In addition to the company's specific challenges, Kingsbury said the company took a more conservative stance with its full-year outlook due to higher interest rates and inflation.

“While spending among our high-income customers has remained stable, our middle-income customers continue to be impacted,” he said in the statement.

Despite the first-quarter results, he told CNBC that Kohl's has moved forward with newer initiatives. For example, he said, the women's category showed positive trends and Sephora stores have continued to be a bright spot.

For Sephora at Kohl's, comparable sales, a metric that excludes the effect of store openings and closings, rose 20% year over year during the quarter.

This is much more than Kohl's comparable sales, which fell 4.4% during the same period.

Kohl's plans to open another 140 Sephora stores, most of which will open in the second quarter. It announced in March that it would add similar Babies R Us outposts to about 200 locations.

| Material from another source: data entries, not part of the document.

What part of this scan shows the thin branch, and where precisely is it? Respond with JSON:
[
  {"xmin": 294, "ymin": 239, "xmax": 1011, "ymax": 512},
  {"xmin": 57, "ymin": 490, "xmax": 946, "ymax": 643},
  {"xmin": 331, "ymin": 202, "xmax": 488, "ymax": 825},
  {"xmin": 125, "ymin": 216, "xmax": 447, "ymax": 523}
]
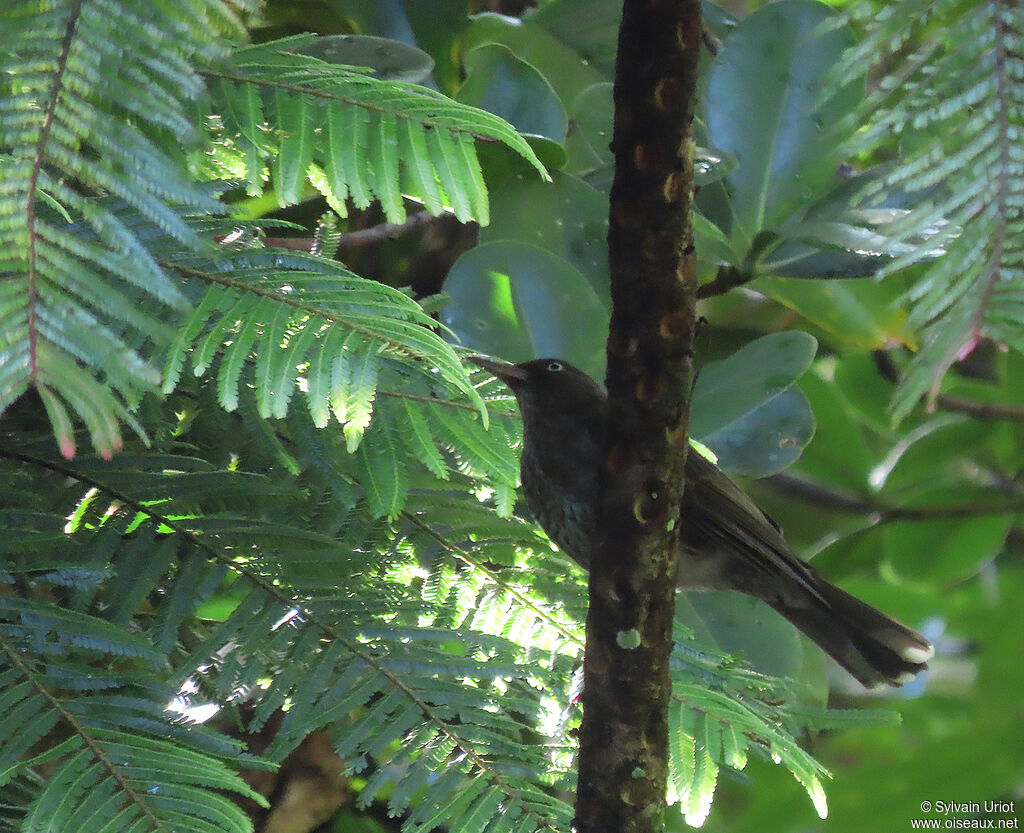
[{"xmin": 871, "ymin": 350, "xmax": 1024, "ymax": 422}]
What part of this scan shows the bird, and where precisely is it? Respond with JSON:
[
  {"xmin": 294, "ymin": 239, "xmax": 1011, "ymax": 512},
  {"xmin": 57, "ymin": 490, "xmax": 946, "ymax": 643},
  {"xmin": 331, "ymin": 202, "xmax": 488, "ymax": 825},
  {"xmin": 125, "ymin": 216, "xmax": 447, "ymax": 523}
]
[{"xmin": 469, "ymin": 356, "xmax": 935, "ymax": 689}]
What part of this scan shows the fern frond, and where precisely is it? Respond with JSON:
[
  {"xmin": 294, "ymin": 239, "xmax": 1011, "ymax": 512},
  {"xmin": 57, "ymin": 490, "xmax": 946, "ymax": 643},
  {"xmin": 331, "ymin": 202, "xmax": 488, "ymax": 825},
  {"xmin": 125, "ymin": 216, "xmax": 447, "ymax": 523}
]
[
  {"xmin": 206, "ymin": 36, "xmax": 548, "ymax": 224},
  {"xmin": 0, "ymin": 0, "xmax": 231, "ymax": 457},
  {"xmin": 842, "ymin": 0, "xmax": 1024, "ymax": 419}
]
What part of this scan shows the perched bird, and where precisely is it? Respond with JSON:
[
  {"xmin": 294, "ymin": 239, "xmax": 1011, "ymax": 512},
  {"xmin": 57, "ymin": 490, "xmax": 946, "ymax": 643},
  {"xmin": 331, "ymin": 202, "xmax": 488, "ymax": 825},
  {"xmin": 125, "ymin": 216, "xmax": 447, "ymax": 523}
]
[{"xmin": 470, "ymin": 357, "xmax": 935, "ymax": 688}]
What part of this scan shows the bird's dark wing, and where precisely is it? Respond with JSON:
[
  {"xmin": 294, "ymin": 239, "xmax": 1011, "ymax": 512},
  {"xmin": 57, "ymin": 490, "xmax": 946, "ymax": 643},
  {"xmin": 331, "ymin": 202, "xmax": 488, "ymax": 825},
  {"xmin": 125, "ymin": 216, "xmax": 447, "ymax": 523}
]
[{"xmin": 680, "ymin": 449, "xmax": 826, "ymax": 603}]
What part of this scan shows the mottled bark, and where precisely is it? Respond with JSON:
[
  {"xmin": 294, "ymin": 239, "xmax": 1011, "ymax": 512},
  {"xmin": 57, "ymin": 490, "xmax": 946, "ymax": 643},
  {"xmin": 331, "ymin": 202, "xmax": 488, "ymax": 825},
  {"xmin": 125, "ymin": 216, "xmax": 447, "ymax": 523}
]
[{"xmin": 577, "ymin": 0, "xmax": 701, "ymax": 833}]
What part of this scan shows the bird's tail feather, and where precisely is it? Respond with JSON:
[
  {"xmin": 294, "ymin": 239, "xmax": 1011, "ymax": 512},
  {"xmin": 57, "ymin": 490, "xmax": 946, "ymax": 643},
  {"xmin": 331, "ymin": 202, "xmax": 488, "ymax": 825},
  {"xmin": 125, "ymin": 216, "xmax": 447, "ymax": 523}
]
[{"xmin": 773, "ymin": 577, "xmax": 935, "ymax": 689}]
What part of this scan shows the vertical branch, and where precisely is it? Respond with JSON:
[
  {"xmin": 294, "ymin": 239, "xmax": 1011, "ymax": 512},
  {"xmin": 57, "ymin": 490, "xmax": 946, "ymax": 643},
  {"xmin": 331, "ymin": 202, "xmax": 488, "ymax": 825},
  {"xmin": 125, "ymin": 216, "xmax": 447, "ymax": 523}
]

Other new categories are also doing well, Kingsbury said, with comparable sales of seasonal and everyday décor up more than 30%. Some of those gains are because Kohl's didn't have many items in those categories before. It has expanded its selection, offering more picture frames, wall art and decorative glassware, such as vases.

“We're going to continue to work hard in these underpenetrated categories,” Kingsbury said.

Inventory was down 13% year over year as Kohl's reduced expenses and tried to give itself more flexibility to respond quickly and buy on-trend merchandise. He has focused on that, especially in the youth department, which serves teenage girls. Kohl's is moving that department next to Sephora to encourage shoppers to browse clothing as well.

“You have to be on the trend at the right time,” Kingsbury said. “You can't be post-trend, for sure.”